La scultura di Michał Jackowski è il racconto di una discontinuità. Testimonia che non c’è un percorso della verità nella storia e che la storia degli uomini è storia di imprevedibilità, ineffabilità, in cui accadono cose che non si pensava potessero accadere e invece ne accadono altre assolutamente imprevedibili, perché non esiste nel suo ambito, nel suo cangiante alveo, non esiste una separazione rigida per segmenti, non esiste una storia dello stile, del gusto, della libertà.
In lui, tradizione ed innovazione si fondono fino ad ampliare l’orizzonte linguistico della scultura che, dopo l’esaurirsi del monumentalismo, ha aperto una stagione di architetturalità, adeguate alle aspettative di una modernità avanzata e di una post modernità sempre più invadente, che sta riposizionando architettura e urbanistica e con essa, il modo stesso dell’arte, non decorativa, non da tavolo, ma da interno, di stare in mezzo a noi.
La sua scultura, specchio estetico dell’umanità, è soggetto-oggetto, nel senso che vive all’interno dell’opera, come in un secretum, mostrando vera spontaneità che è quella dell’essere con sé stessi, del piacersi, del guardarsi, dell’immaginarsi, ma anche la spettacolarità del piacere, del guardare, dell’immaginare, in una dialettica, che è della natura, che è della cultura, in un limpido, in un torbido, di una trama combinatoria che prevede scampo, che prevede riparo, facendo parlare il respiro, il calore, l’assopimento, come regno, come voluttà.

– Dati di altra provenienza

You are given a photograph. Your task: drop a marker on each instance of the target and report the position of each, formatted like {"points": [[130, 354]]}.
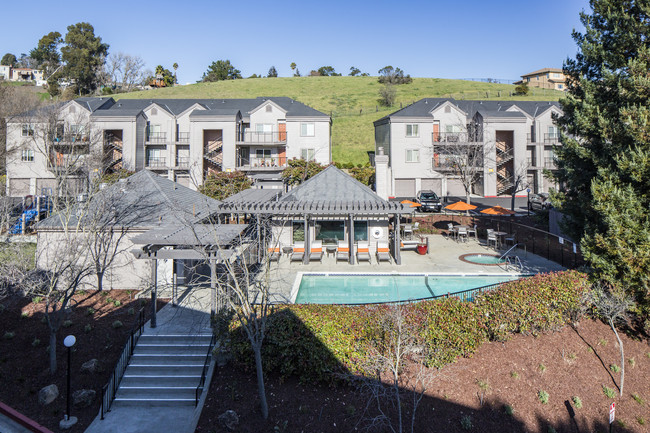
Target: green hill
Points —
{"points": [[351, 101]]}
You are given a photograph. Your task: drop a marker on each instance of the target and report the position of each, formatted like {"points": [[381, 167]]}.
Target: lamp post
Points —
{"points": [[67, 420]]}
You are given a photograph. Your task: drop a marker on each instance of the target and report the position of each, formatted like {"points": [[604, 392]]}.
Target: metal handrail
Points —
{"points": [[208, 356], [109, 390]]}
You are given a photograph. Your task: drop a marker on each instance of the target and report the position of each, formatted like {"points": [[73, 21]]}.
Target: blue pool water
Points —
{"points": [[363, 289]]}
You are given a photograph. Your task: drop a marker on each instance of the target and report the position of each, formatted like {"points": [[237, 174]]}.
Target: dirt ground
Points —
{"points": [[24, 359], [574, 362]]}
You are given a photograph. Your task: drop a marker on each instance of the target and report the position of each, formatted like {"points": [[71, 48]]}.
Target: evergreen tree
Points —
{"points": [[83, 54], [604, 163]]}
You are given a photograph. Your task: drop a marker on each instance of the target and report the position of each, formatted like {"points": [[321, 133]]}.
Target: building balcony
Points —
{"points": [[156, 138], [156, 162], [262, 138], [261, 164], [183, 137], [456, 138]]}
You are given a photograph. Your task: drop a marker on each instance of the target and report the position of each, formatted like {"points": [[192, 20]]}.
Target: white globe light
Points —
{"points": [[69, 341]]}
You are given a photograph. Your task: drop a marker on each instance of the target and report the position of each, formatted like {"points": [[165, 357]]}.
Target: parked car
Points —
{"points": [[539, 201], [429, 200]]}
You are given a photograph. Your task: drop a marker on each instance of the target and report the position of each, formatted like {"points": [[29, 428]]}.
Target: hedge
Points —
{"points": [[315, 342]]}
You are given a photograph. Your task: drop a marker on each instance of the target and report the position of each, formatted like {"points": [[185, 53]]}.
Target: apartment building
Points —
{"points": [[428, 144], [182, 139], [546, 78]]}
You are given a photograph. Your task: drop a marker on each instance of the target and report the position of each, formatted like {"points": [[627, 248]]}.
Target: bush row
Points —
{"points": [[315, 342]]}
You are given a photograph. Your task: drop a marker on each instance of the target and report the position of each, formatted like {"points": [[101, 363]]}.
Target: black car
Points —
{"points": [[539, 201], [430, 201]]}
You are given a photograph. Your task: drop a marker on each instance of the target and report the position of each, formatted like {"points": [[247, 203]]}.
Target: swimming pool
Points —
{"points": [[335, 288]]}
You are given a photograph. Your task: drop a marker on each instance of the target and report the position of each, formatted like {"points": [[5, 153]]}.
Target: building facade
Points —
{"points": [[546, 78], [182, 139], [438, 143]]}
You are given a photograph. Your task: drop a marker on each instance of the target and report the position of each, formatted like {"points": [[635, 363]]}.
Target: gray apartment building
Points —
{"points": [[182, 139], [421, 146]]}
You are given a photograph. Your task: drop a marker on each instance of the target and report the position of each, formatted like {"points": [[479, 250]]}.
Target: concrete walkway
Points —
{"points": [[190, 317]]}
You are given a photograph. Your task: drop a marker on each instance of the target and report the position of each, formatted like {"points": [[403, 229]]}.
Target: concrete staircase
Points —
{"points": [[164, 371]]}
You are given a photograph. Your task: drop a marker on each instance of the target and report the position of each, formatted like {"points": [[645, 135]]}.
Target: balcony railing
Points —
{"points": [[182, 161], [252, 137], [156, 162], [456, 137], [183, 137], [551, 138], [157, 137]]}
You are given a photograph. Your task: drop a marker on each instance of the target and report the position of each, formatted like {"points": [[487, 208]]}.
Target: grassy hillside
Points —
{"points": [[351, 101]]}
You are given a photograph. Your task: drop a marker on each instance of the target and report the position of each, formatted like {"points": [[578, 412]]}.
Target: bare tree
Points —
{"points": [[612, 306], [391, 355]]}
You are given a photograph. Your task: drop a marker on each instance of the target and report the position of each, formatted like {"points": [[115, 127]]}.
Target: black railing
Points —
{"points": [[109, 390], [208, 356]]}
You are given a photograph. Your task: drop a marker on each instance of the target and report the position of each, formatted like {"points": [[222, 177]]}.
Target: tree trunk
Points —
{"points": [[620, 344], [52, 351], [260, 380]]}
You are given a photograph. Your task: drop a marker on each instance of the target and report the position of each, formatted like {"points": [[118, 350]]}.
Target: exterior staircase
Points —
{"points": [[165, 370]]}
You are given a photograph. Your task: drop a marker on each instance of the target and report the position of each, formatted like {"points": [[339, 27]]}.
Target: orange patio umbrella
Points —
{"points": [[497, 210]]}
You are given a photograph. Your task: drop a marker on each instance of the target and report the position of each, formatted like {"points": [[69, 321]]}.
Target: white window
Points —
{"points": [[27, 130], [308, 154], [412, 155], [307, 130], [412, 130], [27, 155]]}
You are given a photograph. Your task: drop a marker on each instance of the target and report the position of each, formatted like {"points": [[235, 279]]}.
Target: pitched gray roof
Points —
{"points": [[143, 200], [334, 185], [423, 107]]}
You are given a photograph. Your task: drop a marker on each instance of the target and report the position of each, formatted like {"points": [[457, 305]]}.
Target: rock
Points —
{"points": [[83, 398], [48, 394], [229, 419], [92, 366]]}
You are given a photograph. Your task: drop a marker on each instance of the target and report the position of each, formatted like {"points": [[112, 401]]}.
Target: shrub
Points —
{"points": [[543, 396], [466, 422], [609, 392], [315, 342], [577, 402]]}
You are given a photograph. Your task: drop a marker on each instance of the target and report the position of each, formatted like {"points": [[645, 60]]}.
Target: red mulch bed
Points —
{"points": [[24, 365], [576, 364]]}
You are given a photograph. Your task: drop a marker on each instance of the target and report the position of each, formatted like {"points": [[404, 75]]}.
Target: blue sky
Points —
{"points": [[446, 39]]}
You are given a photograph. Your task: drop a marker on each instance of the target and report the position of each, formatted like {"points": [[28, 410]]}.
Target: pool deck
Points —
{"points": [[442, 258]]}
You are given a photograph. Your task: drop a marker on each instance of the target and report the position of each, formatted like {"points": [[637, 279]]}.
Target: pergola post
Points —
{"points": [[398, 241], [305, 257], [154, 291], [351, 237], [213, 287]]}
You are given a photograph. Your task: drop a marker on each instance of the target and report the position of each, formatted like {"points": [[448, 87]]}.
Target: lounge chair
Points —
{"points": [[383, 253], [316, 251], [274, 253], [298, 251], [363, 251], [343, 251]]}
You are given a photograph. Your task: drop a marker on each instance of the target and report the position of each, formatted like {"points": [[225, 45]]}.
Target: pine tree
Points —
{"points": [[604, 163]]}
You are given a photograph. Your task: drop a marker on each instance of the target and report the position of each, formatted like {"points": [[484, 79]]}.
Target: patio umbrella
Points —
{"points": [[497, 210], [460, 206]]}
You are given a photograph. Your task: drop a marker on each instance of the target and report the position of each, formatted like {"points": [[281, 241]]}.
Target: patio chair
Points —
{"points": [[316, 251], [274, 253], [462, 234], [492, 237], [363, 251], [343, 251], [383, 253], [298, 251]]}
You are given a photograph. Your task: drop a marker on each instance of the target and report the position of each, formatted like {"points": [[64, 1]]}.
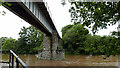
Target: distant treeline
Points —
{"points": [[77, 40]]}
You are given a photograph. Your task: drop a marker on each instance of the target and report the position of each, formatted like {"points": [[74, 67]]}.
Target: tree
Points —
{"points": [[73, 39], [95, 15]]}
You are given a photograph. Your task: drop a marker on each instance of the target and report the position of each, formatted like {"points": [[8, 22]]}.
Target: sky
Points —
{"points": [[10, 24]]}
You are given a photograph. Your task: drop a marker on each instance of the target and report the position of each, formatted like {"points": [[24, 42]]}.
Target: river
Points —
{"points": [[71, 60]]}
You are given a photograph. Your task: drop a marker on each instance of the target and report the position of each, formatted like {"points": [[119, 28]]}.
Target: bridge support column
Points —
{"points": [[45, 53], [51, 48]]}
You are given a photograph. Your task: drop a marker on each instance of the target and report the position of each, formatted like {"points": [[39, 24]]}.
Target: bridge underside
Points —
{"points": [[37, 15], [50, 48]]}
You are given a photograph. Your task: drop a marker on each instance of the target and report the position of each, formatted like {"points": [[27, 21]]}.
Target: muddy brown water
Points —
{"points": [[71, 60]]}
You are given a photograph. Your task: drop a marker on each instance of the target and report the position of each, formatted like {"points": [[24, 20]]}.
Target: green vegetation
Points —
{"points": [[77, 40], [29, 42], [95, 15]]}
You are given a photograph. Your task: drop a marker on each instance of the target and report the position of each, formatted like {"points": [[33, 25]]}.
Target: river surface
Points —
{"points": [[71, 60]]}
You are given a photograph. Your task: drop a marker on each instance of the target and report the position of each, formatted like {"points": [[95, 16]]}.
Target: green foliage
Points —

Incursioni nella materia, che sono elaborazioni di pose, classiche, romantiche, post moderne, che inclinano, al rituale, allo psicologico, al sex appeal, in uno sconfinamento che tende a corporalizzare anche l’atmosfera che circonda il marmo come essenzialità, da definire e ridefinire, continuamente, dai volti, dalle braccia, dalle mani, tra un consolidato senso comune della bellezza e un’apertura alle passionalità del sublime, come indefinito, sconosciuto, che è dell’estremamente grande, dell’invisibilmente piccolo. Tutti atteggiamenti umanistici, che non badano all’altro da sé, in un narcisismo che ormai, finisce per essere un automatismo da sogno: ma è possibile la carezza, è possibile la poesia, di tutto ciò che vediamo.
Jackowski presenta il suo universo immaginario, fatto di figure umane, mitologiche, giochi formali e manipolatori, che caratterizzano il suo modo di stare, da primitivo in questa modernità avanzata, restaurando i misteri dell’antropologia, sulle ceneri della necessaria spiegazione di tutto, in una ermeneutica che custodisce, per sempre la cifra nascosta. Il gioco si chiude, ma subito dopo, ricomincia.